水俣病の最終的解決をうたった「水俣病特別措置法」で救済されなかった原告全員を水俣病だと認めた大阪地裁判決。原告らが6日、熊本県庁を訪れ、控訴しないよう訴えました。

■大阪地裁で勝訴した原告 安田幸美さん
「水俣病が治ることはありません。せめて1日も早く解決をして原告が安心して暮らせるようにしてほしいです」

県庁の前で声をあげたのは、水俣病をめぐる裁判の原告や支援者たち。

この裁判は、国の水俣病特別措置法の救済からもれた関西などに住む原告が、国や熊本県、原因企業のチッソに損害賠償を求めたもので、大阪地裁は9月27日、原告全員を水俣病と認め、国などに賠償を命じる判決を言い渡しました。

チッソは、4日付けで大阪高裁に控訴。国と県は「検討中」として、態度を明らかにしていません。
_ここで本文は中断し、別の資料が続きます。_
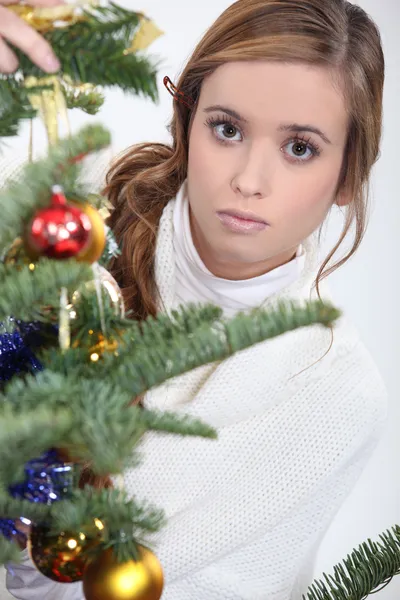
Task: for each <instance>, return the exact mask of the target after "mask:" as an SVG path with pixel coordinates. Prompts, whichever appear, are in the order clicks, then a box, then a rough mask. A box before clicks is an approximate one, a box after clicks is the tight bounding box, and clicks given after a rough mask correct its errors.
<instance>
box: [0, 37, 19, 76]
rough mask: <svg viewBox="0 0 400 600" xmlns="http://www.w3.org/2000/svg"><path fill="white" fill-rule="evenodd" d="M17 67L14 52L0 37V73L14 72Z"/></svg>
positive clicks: (16, 64)
mask: <svg viewBox="0 0 400 600" xmlns="http://www.w3.org/2000/svg"><path fill="white" fill-rule="evenodd" d="M17 67H18V60H17V57H16V56H15V54H14V52H13V51H12V50H11V48H9V47H8V46H7V44H6V43H5V41H4V40H3V39H2V38H1V37H0V73H6V74H9V73H14V71H15V70H16V69H17Z"/></svg>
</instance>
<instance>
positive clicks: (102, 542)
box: [52, 487, 166, 562]
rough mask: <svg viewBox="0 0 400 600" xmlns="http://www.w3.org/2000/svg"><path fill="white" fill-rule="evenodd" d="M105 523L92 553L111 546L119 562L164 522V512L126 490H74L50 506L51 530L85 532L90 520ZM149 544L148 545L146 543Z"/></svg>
mask: <svg viewBox="0 0 400 600" xmlns="http://www.w3.org/2000/svg"><path fill="white" fill-rule="evenodd" d="M94 519H99V520H100V521H104V523H105V524H106V526H105V528H104V530H103V536H104V537H103V541H102V543H101V544H100V545H99V546H98V547H97V548H94V552H96V553H97V552H101V551H102V550H103V549H106V548H109V547H112V548H113V549H114V552H115V554H116V557H117V559H118V560H120V561H121V562H123V561H125V560H130V559H131V558H132V557H136V556H137V550H136V549H137V544H138V543H144V542H146V537H147V535H148V534H151V533H155V532H157V531H159V530H160V529H161V528H162V527H164V525H165V524H166V519H165V514H164V511H162V510H160V509H158V508H157V507H155V506H153V505H151V504H149V503H147V502H139V501H137V500H136V499H135V498H130V497H128V495H127V492H126V491H125V490H120V489H106V490H96V489H93V488H90V487H86V488H85V489H84V490H75V491H74V493H73V494H72V496H71V498H70V499H69V500H65V501H62V502H59V503H57V504H54V505H53V510H52V529H53V531H54V532H57V531H63V530H64V531H65V530H69V531H82V530H83V531H84V530H85V527H87V526H88V525H90V523H91V521H93V520H94ZM147 545H148V544H147Z"/></svg>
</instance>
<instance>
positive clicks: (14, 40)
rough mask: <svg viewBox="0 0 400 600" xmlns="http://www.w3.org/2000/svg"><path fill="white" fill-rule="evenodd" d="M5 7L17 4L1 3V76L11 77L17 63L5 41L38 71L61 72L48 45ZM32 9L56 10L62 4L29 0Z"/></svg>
mask: <svg viewBox="0 0 400 600" xmlns="http://www.w3.org/2000/svg"><path fill="white" fill-rule="evenodd" d="M8 4H18V2H15V0H0V74H1V73H13V72H14V71H15V70H16V69H17V67H18V60H17V57H16V56H15V54H14V52H13V51H12V50H11V48H10V47H9V46H8V44H7V41H9V42H11V43H12V44H14V46H16V47H17V48H20V49H21V50H22V51H23V52H25V54H27V55H28V56H29V58H30V59H31V60H32V62H34V63H35V64H36V65H37V66H38V67H40V68H41V69H43V71H46V72H47V73H54V72H55V71H58V69H59V68H60V63H59V61H58V58H57V57H56V55H55V54H54V52H53V50H52V48H51V46H50V44H49V43H48V42H47V41H46V40H45V39H44V38H43V37H42V36H41V35H40V34H39V33H38V32H37V31H35V30H34V29H32V27H29V25H28V24H27V23H25V21H23V20H22V19H20V18H19V17H18V16H17V15H16V14H15V13H13V12H12V11H11V10H9V9H8V8H7V6H6V5H8ZM29 4H30V5H31V6H45V7H49V6H57V5H59V4H63V0H30V2H29Z"/></svg>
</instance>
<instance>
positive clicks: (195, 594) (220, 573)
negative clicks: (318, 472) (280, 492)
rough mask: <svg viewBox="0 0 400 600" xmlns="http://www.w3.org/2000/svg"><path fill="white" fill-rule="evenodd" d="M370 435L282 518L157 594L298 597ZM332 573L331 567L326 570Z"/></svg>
mask: <svg viewBox="0 0 400 600" xmlns="http://www.w3.org/2000/svg"><path fill="white" fill-rule="evenodd" d="M376 441H377V439H376V438H371V439H370V440H369V441H368V442H366V445H365V446H364V447H361V448H360V449H359V452H358V453H357V454H356V455H354V456H353V457H349V462H348V464H347V465H346V466H345V467H344V468H343V470H340V471H339V472H337V473H335V474H332V476H330V477H329V478H328V479H327V480H326V481H324V482H321V485H320V486H319V488H318V489H315V490H313V494H312V498H306V499H305V500H304V502H302V503H300V504H299V506H297V507H296V509H295V510H293V511H291V512H290V514H289V515H288V516H287V518H285V519H283V520H282V521H281V522H280V523H279V524H278V525H277V526H276V527H274V528H273V529H271V530H269V531H267V532H263V534H261V536H260V537H258V538H254V539H253V540H251V541H250V542H249V543H248V544H246V545H243V546H239V547H238V548H237V549H236V550H235V551H234V552H232V553H231V554H227V555H226V556H225V557H223V558H222V559H219V560H216V561H215V562H214V563H210V564H209V565H208V566H205V567H204V568H202V569H200V570H199V571H197V572H193V573H190V574H189V575H187V576H186V577H184V578H182V579H176V581H175V582H173V583H172V584H171V585H167V586H166V593H165V596H163V600H201V599H203V598H207V599H208V600H222V598H223V599H224V600H254V598H257V599H259V600H271V599H272V598H273V599H274V600H300V599H301V598H302V597H303V595H304V596H306V593H307V590H308V587H309V586H310V585H311V583H312V582H313V580H314V570H315V561H316V556H317V553H318V550H319V547H320V544H321V542H322V540H323V538H324V536H325V534H326V531H327V529H328V528H329V526H330V524H331V522H332V520H333V518H334V517H335V515H336V514H337V512H338V510H339V508H340V507H341V506H342V504H343V501H344V500H345V498H346V496H347V495H348V492H349V490H350V489H351V488H352V487H353V486H354V484H355V482H356V481H357V479H358V477H359V475H360V473H361V471H362V470H363V467H364V465H365V462H366V461H367V460H368V458H369V457H370V456H371V454H372V453H373V451H374V449H375V447H376ZM329 572H331V573H332V574H333V565H332V570H331V571H329Z"/></svg>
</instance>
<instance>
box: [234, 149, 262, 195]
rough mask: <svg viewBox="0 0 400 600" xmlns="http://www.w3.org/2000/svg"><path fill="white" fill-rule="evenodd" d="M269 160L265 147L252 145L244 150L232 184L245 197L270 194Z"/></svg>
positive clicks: (234, 174)
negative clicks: (268, 172) (268, 179)
mask: <svg viewBox="0 0 400 600" xmlns="http://www.w3.org/2000/svg"><path fill="white" fill-rule="evenodd" d="M268 170H269V169H268V162H267V156H266V150H265V147H264V148H261V147H257V146H252V147H251V148H249V149H247V150H246V151H245V152H243V155H242V156H241V157H240V160H239V161H238V164H237V165H235V172H234V176H233V178H232V182H231V186H232V189H233V191H234V192H235V193H236V194H240V195H241V196H243V198H252V197H254V198H264V197H265V196H268V195H269V180H268Z"/></svg>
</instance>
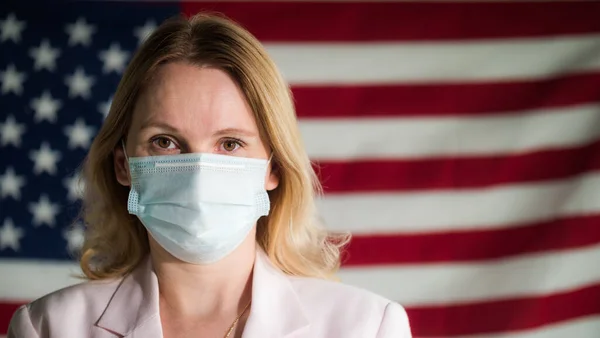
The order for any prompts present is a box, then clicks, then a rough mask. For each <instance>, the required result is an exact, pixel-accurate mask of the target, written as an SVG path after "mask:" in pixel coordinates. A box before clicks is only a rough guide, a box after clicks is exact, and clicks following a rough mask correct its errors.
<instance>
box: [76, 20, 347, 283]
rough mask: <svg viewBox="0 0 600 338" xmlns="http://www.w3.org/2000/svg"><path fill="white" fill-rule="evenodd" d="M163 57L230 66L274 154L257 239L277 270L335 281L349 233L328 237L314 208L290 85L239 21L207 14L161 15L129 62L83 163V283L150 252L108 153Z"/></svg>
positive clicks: (142, 225)
mask: <svg viewBox="0 0 600 338" xmlns="http://www.w3.org/2000/svg"><path fill="white" fill-rule="evenodd" d="M168 62H187V63H189V64H193V65H198V66H207V65H209V66H211V67H216V68H219V69H221V70H223V71H225V72H227V73H228V74H229V75H230V76H231V77H232V79H234V81H235V82H236V83H237V85H238V86H239V87H240V89H241V90H242V92H243V93H244V95H245V98H246V100H247V102H248V104H249V106H250V107H251V109H252V111H253V113H254V116H255V119H256V121H257V124H258V129H259V132H260V134H261V137H262V138H263V140H264V141H265V142H267V143H268V144H269V146H270V147H271V149H272V150H273V164H274V166H275V170H276V172H277V173H278V175H279V179H280V182H279V185H278V187H277V188H276V189H274V190H273V191H270V192H269V195H270V196H269V197H270V199H271V212H270V214H269V216H267V217H262V218H260V219H259V220H258V222H257V232H256V241H257V243H258V245H259V246H260V247H262V249H263V250H264V251H265V252H266V253H267V255H268V256H269V258H270V259H271V261H272V262H273V263H274V264H275V265H276V266H277V267H279V268H280V269H281V270H282V271H283V272H285V273H287V274H289V275H295V276H308V277H317V278H324V279H335V273H336V272H337V270H338V269H339V266H340V253H341V249H342V247H343V246H344V245H345V244H346V243H347V242H348V240H349V235H348V234H333V233H329V232H328V231H327V230H326V229H325V228H324V227H323V226H322V224H321V222H320V221H319V218H318V216H317V210H316V206H315V199H316V197H317V196H318V195H319V194H321V187H320V184H319V181H318V179H317V176H316V174H315V171H314V170H313V166H312V163H311V161H310V159H309V157H308V155H307V153H306V150H305V148H304V145H303V143H302V141H301V135H300V131H299V128H298V123H297V118H296V113H295V109H294V104H293V100H292V95H291V91H290V89H289V87H288V85H287V84H286V83H285V81H284V80H283V78H282V76H281V74H280V72H279V71H278V69H277V67H276V66H275V64H274V62H273V61H272V59H271V58H270V57H269V55H268V54H267V52H266V51H265V49H264V48H263V46H262V45H261V43H260V42H259V41H258V40H257V39H256V38H255V37H254V36H253V35H252V34H250V33H249V32H248V31H246V30H245V29H244V28H242V27H241V26H239V25H238V24H236V23H234V22H232V21H230V20H228V19H226V18H224V17H221V16H217V15H213V14H204V13H201V14H197V15H195V16H193V17H191V18H184V17H177V18H173V19H170V20H167V21H165V22H164V23H163V24H162V25H161V26H160V27H158V29H157V30H156V31H155V32H154V33H153V34H152V35H151V36H149V37H148V39H147V40H146V41H145V42H144V44H143V45H142V46H141V47H140V49H139V50H138V51H137V52H136V54H135V55H134V57H133V59H132V60H131V62H130V63H129V65H128V67H127V69H126V70H125V72H124V75H123V77H122V79H121V81H120V83H119V85H118V87H117V90H116V93H115V95H114V98H113V102H112V105H111V108H110V111H109V114H108V116H107V118H106V120H105V122H104V124H103V125H102V128H101V129H100V131H99V133H98V135H97V136H96V137H95V139H94V142H93V144H92V145H91V148H90V151H89V153H88V155H87V157H86V159H85V162H84V165H83V171H82V178H83V180H84V182H85V190H84V196H83V208H82V218H83V219H84V221H85V223H86V226H87V229H86V235H85V240H84V244H83V247H82V250H81V257H80V265H81V269H82V270H83V273H84V275H85V277H86V278H87V279H90V280H99V279H108V278H115V277H122V276H124V275H125V274H127V273H128V272H130V271H131V270H132V269H134V268H135V267H136V265H137V264H138V263H139V262H140V261H141V260H142V259H143V258H144V257H145V256H146V255H147V254H148V252H149V245H148V237H147V232H146V230H145V228H144V227H143V225H142V224H141V223H140V221H139V220H138V219H137V218H136V217H135V216H133V215H130V214H129V213H128V212H127V197H128V194H129V187H124V186H122V185H121V184H119V183H118V182H117V180H116V175H115V171H114V165H113V151H114V149H115V148H116V147H118V146H120V141H121V139H122V138H124V135H126V134H127V131H128V130H129V127H130V125H131V120H132V115H133V111H134V106H135V104H136V102H137V100H138V96H139V95H140V92H141V91H142V89H143V88H144V86H146V85H147V83H148V82H149V81H150V80H151V79H152V77H153V76H154V74H155V73H156V71H157V69H158V68H159V67H160V66H161V65H164V64H165V63H168Z"/></svg>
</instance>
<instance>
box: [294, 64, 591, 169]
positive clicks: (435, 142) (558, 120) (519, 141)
mask: <svg viewBox="0 0 600 338" xmlns="http://www.w3.org/2000/svg"><path fill="white" fill-rule="evenodd" d="M599 54H600V53H599ZM598 125H600V105H581V106H574V107H568V108H558V109H544V110H536V111H523V112H517V113H515V114H505V115H492V116H490V115H485V116H483V117H452V118H448V117H436V118H435V119H432V118H380V119H374V118H372V119H301V120H300V130H301V132H302V135H303V139H304V143H305V145H306V148H307V151H308V154H309V156H310V157H311V158H312V159H315V160H352V159H368V158H375V159H376V158H383V159H387V158H425V157H432V156H439V157H442V156H453V155H492V154H505V153H511V152H521V151H530V150H537V149H540V148H556V147H569V146H577V145H581V144H584V143H587V142H590V141H592V140H594V139H596V138H598V137H599V136H600V128H598Z"/></svg>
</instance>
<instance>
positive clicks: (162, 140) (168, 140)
mask: <svg viewBox="0 0 600 338" xmlns="http://www.w3.org/2000/svg"><path fill="white" fill-rule="evenodd" d="M153 143H154V144H155V145H156V146H157V147H159V148H161V149H175V142H173V141H171V140H170V139H168V138H166V137H157V138H155V139H154V140H153Z"/></svg>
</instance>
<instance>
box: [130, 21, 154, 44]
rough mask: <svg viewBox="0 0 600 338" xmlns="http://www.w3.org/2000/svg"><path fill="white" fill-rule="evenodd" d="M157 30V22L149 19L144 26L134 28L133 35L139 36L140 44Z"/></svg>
mask: <svg viewBox="0 0 600 338" xmlns="http://www.w3.org/2000/svg"><path fill="white" fill-rule="evenodd" d="M154 30H156V22H154V20H148V21H146V23H145V24H144V25H143V26H140V27H136V28H135V29H134V30H133V35H135V36H136V37H137V38H138V44H140V45H141V44H142V43H143V42H144V41H145V40H146V39H147V38H148V37H149V36H150V34H152V32H154Z"/></svg>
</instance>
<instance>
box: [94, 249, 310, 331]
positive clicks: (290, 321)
mask: <svg viewBox="0 0 600 338" xmlns="http://www.w3.org/2000/svg"><path fill="white" fill-rule="evenodd" d="M252 278H253V280H252V306H251V307H250V315H249V317H248V320H247V322H246V327H245V328H244V334H243V338H254V337H261V338H270V337H277V338H281V337H286V336H289V335H292V334H294V333H300V330H301V329H303V328H307V327H308V325H309V322H308V319H307V317H306V315H305V313H304V311H303V309H302V306H301V303H300V301H299V299H298V295H297V294H296V292H295V290H294V289H293V286H292V284H291V281H290V278H291V277H289V276H287V275H285V274H284V273H283V272H281V271H280V270H279V269H278V268H276V267H275V266H273V264H272V263H271V262H270V260H269V258H268V256H267V254H266V253H264V251H262V249H258V250H257V251H256V259H255V261H254V268H253V277H252ZM158 296H159V294H158V280H157V278H156V274H155V273H154V270H153V268H152V261H151V259H150V257H148V258H146V259H145V260H144V261H142V262H141V263H140V265H139V266H138V267H137V268H136V269H135V270H133V271H132V272H131V273H130V274H129V275H127V276H126V277H125V278H123V280H122V282H121V284H120V285H119V286H118V287H117V290H116V291H115V293H114V294H113V297H112V298H111V299H110V301H109V303H108V306H107V307H106V310H105V311H104V313H103V314H102V315H101V317H100V318H99V320H98V321H97V323H96V326H97V327H98V328H101V329H104V330H106V331H108V332H109V333H112V334H118V335H119V336H122V337H127V336H139V337H147V338H154V337H156V338H160V337H162V327H161V323H160V315H159V306H158Z"/></svg>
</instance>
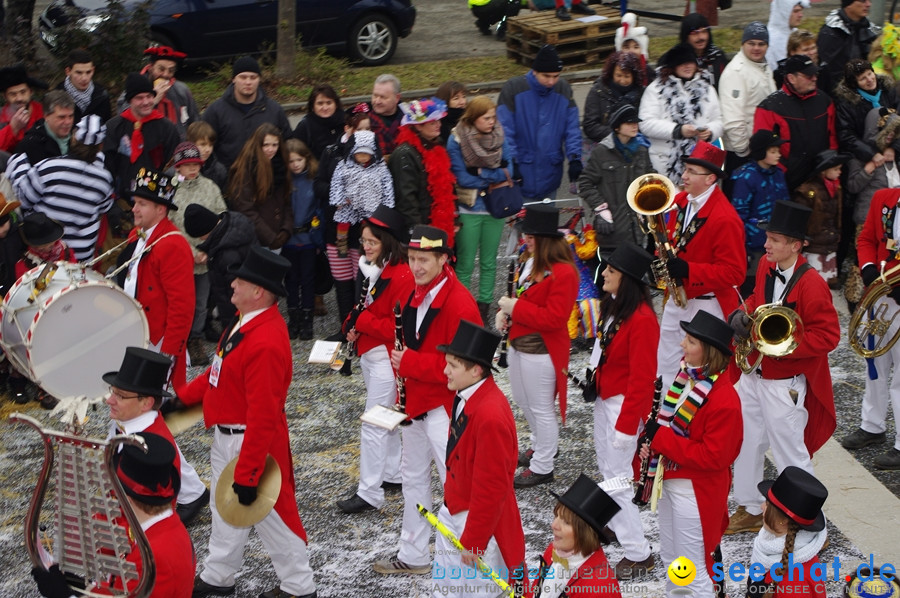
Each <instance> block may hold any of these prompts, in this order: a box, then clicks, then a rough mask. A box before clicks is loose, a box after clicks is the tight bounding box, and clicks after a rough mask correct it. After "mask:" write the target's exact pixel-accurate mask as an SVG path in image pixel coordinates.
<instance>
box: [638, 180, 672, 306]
mask: <svg viewBox="0 0 900 598" xmlns="http://www.w3.org/2000/svg"><path fill="white" fill-rule="evenodd" d="M677 193H678V189H676V188H675V185H674V184H673V183H672V181H670V180H669V179H668V178H667V177H665V176H663V175H661V174H645V175H641V176H639V177H638V178H636V179H634V180H633V181H631V184H630V185H628V190H627V191H626V192H625V199H626V201H627V202H628V207H630V208H631V209H632V210H634V211H635V212H636V213H637V214H638V222H640V223H641V229H642V230H643V231H644V232H645V233H647V234H651V235H653V241H654V242H655V243H656V252H657V254H659V257H658V259H656V261H654V262H653V265H652V266H651V268H652V270H653V276H654V278H655V279H656V286H657V287H658V288H660V289H668V290H669V292H670V293H671V295H672V300H673V301H675V305H677V306H678V307H685V306H686V305H687V295H685V294H684V286H682V284H681V281H680V280H673V279H672V277H671V276H669V269H668V268H667V266H666V262H667V261H668V260H670V259H673V258H674V257H675V251H674V250H673V249H672V244H671V243H670V242H669V237H668V236H667V234H666V223H665V220H663V214H664V213H665V212H667V211H668V210H670V209H672V206H673V205H674V204H675V195H676V194H677ZM644 222H646V226H644Z"/></svg>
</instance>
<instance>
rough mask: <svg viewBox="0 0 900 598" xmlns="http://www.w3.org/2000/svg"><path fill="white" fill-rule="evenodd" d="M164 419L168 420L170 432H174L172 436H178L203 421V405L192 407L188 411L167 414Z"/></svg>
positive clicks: (164, 417) (200, 403)
mask: <svg viewBox="0 0 900 598" xmlns="http://www.w3.org/2000/svg"><path fill="white" fill-rule="evenodd" d="M163 419H165V420H166V425H167V426H168V427H169V431H170V432H172V436H178V435H179V434H181V433H182V432H184V431H185V430H187V429H188V428H190V427H191V426H193V425H194V424H196V423H197V422H198V421H200V420H202V419H203V404H202V403H198V404H196V405H191V406H190V407H188V408H187V409H179V410H178V411H172V412H171V413H167V414H166V416H165V417H164V418H163Z"/></svg>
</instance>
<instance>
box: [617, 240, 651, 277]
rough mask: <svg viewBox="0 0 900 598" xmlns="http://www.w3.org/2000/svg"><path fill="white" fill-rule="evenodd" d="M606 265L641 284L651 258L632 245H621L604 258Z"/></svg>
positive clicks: (649, 265) (632, 244)
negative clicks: (633, 278)
mask: <svg viewBox="0 0 900 598" xmlns="http://www.w3.org/2000/svg"><path fill="white" fill-rule="evenodd" d="M606 263H607V264H609V265H610V266H612V267H613V268H615V269H616V270H618V271H619V272H622V273H623V274H627V275H628V276H630V277H632V278H634V279H635V280H637V281H638V282H642V281H643V279H644V275H645V274H647V272H648V271H649V270H650V264H652V263H653V256H652V255H650V254H649V253H647V252H646V251H644V250H643V249H642V248H641V247H638V246H637V245H635V244H634V243H628V242H626V243H622V244H621V245H619V246H618V247H616V250H615V251H613V252H612V254H611V255H610V256H609V257H608V258H606Z"/></svg>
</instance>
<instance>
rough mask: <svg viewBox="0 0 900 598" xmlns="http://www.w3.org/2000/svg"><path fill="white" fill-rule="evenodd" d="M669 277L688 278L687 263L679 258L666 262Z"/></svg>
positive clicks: (687, 266)
mask: <svg viewBox="0 0 900 598" xmlns="http://www.w3.org/2000/svg"><path fill="white" fill-rule="evenodd" d="M666 266H667V267H668V269H669V276H671V277H672V278H675V279H679V278H687V277H688V263H687V262H686V261H684V260H683V259H681V258H680V257H676V258H672V259H670V260H668V261H667V262H666Z"/></svg>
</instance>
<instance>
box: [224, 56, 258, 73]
mask: <svg viewBox="0 0 900 598" xmlns="http://www.w3.org/2000/svg"><path fill="white" fill-rule="evenodd" d="M241 73H256V74H257V75H261V74H262V70H260V68H259V63H258V62H256V59H255V58H252V57H250V56H241V57H240V58H238V59H237V60H235V61H234V64H233V65H232V66H231V76H232V77H237V76H238V75H240V74H241Z"/></svg>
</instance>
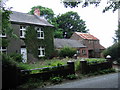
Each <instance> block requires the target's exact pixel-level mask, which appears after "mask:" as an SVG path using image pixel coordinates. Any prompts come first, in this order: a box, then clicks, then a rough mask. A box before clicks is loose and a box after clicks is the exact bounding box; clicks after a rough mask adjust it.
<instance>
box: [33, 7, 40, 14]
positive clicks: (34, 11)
mask: <svg viewBox="0 0 120 90" xmlns="http://www.w3.org/2000/svg"><path fill="white" fill-rule="evenodd" d="M34 15H36V16H40V10H39V8H35V10H34Z"/></svg>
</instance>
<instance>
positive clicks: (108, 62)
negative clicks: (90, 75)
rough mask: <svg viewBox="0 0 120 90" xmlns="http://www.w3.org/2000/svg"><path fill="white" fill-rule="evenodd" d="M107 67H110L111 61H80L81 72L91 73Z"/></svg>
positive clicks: (111, 66) (109, 67)
mask: <svg viewBox="0 0 120 90" xmlns="http://www.w3.org/2000/svg"><path fill="white" fill-rule="evenodd" d="M109 68H112V63H111V62H103V63H96V64H91V65H89V64H88V63H87V61H80V71H81V73H82V74H87V73H92V72H96V71H99V70H103V69H109Z"/></svg>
特措法をめぐっては熊本でも同様の裁判が起こされていて、6日は大阪地裁で勝訴した原告と、来年3月に熊本地裁の判決を待つ原告など約30人が県庁を訪れました。

■大阪地裁で勝訴した原告 松尾厚子さん
「知事に申し上げたいことは、本当にこれ以上私たちを苦しめないでください。解決のために、1日も早く話し合いをしてください」

■熊本地裁で来年3月に判決 森正直原告団長
「今のペースで判決を待つと水俣病の被害者がみんな死にます。判決にのってください。私たちは時間がないです」

「控訴を断念し、問題解決に向けて動いてほしい」という切実な訴え。これに対し県の担当者は。

■熊本県水俣病審査課 佐藤豊課長
「訴訟で争われている方がいらっしゃること、その中で亡くなった方がおられるということについて、私も大変重く受け止めている。現役の方々が様々な症状で苦しまれているのも承知している」

「国と協議し今後の対応を検討する」と繰り返しました。

また原告らは、県が控訴するかどうか判断した際には、もう一度話し合いの場を設けてほしいと訴えましたが、県は「持ち帰って検討したい」としました。

■原告団ら
「被害者の声があって初めて行政があるんじゃないんですか」
■熊本県水俣病審査課 佐藤豊課長
「ご要望については、しっかり受け止めまして、また部内で報告し検討してまいりたいと思います。本日はすみません、持ち帰らせていただきたい」

控訴期限は10月11日。水俣病を「政治の原点」と話す蒲島知事の判断が注目されます。